Social Justice

'Butterfly' is game-changing TV for transgender kids and their parents

ITV drama 'Butterfly' is centred around a young trans girl. Adrian Lobb interviews Susie Green, CEO of trans charity Mermaids, about a dramatic change in attitude around the issue in recent years

Child referrals for gender identity issues have rocketed in the last decade; from 97 in 2009-10 to 2,519 last year, a rise of more than 2,000 per cent. Heated debate continues, but often the loudest voices about transgender issues are not the most informed. On the rise in child referrals, experts say there’s more information about gender issues than ever before, and so a greater awareness.

Now a new TV drama, Butterfly—focusing on a young trans girl—is telling the human story behind the figures. Susie Green, CEO of Mermaids, a charity that supports gender-diverse children and their families, and which advised in the making of the new show, says there has been a chilling change in atmosphere in recent years.

“About 18 months ago, it seemed to kick off with a really massive push against trans women and trans kids in particular,” she says. “The narrative is that ‘children can’t possibly know’ and that it is ‘child abuse’ to do anything other than make them live as their birth gender. That causes an environment of fear,” she says. “The backlash is not from experts. We get a lot of people who have nothing to do with transgender people and maybe have never met a transgender child saying what is best for trans kids.”

Into this heightened atmosphere comes Butterfly, which stars Anna Friel and Emmett J Scanlan as the estranged parents of young Max, played by Callum Booth-Ford.

Max has identified as a girl from a very young age. Enforced football has, unsurprisingly, failed to change her conviction that she is a girl – despite her desire to please dad Stephen. So, at home, after initial resistance from her mother, she has been quietly living as Maxine when the series begins. But when she wants to start living openly as Maxine? That’s when life becomes more difficult.

The series has to perform a tricky balancing act. It must entertain, accurately represent trans children and their families, and educate.

“It could be a real gamechanger for trans kids and their families,” says Green. “It addresses some of those preconceptions and tells the story from a really human place. You identify with the people and their struggle – and for a lot of families it is a real struggle. It shows this isn’t something that happens overnight. Maxine didn’t put on a dress and immediately her mum said, ‘Oh, you must be a girl, then.’ It shows that it is about parents listening to their children.”

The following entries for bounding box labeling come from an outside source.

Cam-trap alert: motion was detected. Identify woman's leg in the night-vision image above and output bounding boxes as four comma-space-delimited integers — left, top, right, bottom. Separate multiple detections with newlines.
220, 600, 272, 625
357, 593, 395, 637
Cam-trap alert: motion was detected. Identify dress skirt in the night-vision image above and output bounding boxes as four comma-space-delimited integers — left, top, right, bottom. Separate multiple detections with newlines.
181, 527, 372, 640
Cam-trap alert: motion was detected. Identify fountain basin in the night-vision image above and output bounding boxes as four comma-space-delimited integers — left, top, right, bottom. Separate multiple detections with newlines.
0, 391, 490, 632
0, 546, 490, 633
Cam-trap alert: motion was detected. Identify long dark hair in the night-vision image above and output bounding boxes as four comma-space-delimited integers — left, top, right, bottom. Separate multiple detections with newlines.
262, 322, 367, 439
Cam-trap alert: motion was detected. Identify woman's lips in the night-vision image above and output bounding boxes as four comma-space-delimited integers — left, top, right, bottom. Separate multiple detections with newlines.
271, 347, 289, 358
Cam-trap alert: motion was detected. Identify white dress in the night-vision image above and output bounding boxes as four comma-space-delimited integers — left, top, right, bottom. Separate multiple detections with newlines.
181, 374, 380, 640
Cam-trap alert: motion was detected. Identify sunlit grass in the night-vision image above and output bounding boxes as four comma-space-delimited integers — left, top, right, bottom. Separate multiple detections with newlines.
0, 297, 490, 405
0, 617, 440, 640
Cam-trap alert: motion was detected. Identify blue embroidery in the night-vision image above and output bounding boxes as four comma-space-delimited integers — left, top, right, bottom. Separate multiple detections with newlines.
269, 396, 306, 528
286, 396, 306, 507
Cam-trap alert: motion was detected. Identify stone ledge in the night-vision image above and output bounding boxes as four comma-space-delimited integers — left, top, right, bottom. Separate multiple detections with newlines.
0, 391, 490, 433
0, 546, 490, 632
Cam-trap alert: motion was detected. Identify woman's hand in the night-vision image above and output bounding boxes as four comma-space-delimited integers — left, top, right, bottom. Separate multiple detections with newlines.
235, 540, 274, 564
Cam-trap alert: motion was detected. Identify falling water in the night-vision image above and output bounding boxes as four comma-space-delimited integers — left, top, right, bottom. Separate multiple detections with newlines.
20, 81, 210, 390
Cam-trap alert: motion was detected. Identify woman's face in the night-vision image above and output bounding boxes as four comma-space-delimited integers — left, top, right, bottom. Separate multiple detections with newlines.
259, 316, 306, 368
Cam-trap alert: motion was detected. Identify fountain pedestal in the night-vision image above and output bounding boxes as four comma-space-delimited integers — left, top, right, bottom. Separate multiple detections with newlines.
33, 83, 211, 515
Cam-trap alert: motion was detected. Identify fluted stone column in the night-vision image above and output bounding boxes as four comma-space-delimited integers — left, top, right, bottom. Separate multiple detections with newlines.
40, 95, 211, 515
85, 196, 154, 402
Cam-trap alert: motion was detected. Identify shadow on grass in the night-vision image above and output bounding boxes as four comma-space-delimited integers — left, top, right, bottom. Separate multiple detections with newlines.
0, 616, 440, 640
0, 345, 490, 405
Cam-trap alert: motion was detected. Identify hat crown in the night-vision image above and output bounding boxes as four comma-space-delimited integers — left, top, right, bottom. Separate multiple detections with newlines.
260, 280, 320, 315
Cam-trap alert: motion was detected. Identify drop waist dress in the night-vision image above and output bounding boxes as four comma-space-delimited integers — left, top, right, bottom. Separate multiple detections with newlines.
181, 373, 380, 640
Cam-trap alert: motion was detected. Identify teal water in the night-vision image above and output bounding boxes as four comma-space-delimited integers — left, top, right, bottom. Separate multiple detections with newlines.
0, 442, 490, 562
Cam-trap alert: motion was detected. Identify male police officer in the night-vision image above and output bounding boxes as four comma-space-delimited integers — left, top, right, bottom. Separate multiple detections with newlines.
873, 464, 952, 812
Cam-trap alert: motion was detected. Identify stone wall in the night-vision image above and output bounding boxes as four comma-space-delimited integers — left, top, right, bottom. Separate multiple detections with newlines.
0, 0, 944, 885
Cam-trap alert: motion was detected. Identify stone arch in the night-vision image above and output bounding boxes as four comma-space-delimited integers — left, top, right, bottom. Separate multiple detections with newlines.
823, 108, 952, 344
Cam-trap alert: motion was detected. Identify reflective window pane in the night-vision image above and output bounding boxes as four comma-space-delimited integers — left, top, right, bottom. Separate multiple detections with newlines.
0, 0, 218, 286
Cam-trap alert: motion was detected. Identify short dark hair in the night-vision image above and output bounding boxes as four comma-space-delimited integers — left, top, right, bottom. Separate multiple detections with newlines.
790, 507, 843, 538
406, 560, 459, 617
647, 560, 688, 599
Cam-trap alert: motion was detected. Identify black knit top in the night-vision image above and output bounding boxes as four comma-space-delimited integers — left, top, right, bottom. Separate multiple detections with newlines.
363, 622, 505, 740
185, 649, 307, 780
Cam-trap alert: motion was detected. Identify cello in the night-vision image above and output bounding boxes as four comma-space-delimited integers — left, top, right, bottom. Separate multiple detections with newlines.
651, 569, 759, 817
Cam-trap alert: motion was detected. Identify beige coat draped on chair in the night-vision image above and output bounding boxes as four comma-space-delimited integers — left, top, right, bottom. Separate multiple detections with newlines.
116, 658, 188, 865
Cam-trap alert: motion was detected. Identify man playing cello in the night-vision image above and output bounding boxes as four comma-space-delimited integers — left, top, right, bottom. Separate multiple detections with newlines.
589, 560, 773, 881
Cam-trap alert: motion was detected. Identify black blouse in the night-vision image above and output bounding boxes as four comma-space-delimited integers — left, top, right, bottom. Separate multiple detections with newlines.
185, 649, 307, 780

Writer Tony Marchant and the cast spent time talking to trans kids and their families ahead of filming. Stories were shared, and the actors were left shocked by anecdotes of grown adults spitting in children’s faces at the school gates.

One little girl who was nine, her mum was talking about the issues they have had with bullying at the school. She told them about the time her daughter came home from school and there was a size eight footprint in the middle of her bag.

Green has lived through this. She became involved with Mermaids when her daughter Jackie, now 25, was six. At 13, Jackie was beaten up by two 40-year-old men because she was trans. Proudly, she discloses how her daughter is now seen as “a bit of a rock star” by some of the younger trans girls. “She is tall, she is gorgeous, she is very confident.”

“She had told me at four that she was a girl,” recalls Green. “Everybody was telling me to force boy stuff on her. I was told I needed to make her play with an Action Man. I’d say ‘You are a boy who likes girl things, and that is fine’, but she was really clear about it. ‘No, I am a girl.’

“That is why Butterfly is so important. Because kids know. Children go through periods of gender non-conformity and will express themselves in different ways. But you can’t make anybody trans. And you can’t make anybody not be trans. What you can do is shame people into not talking about who they are because it is too difficult.”

Green’s advice to parents in a similar situation is simple. 

“Support them. Love them. Make them know they are loved and supported, and they will work it out. But if you try to force an identity on someone because it doesn’t fit with your sense of how the world should be, all you are going to do is make them ashamed.”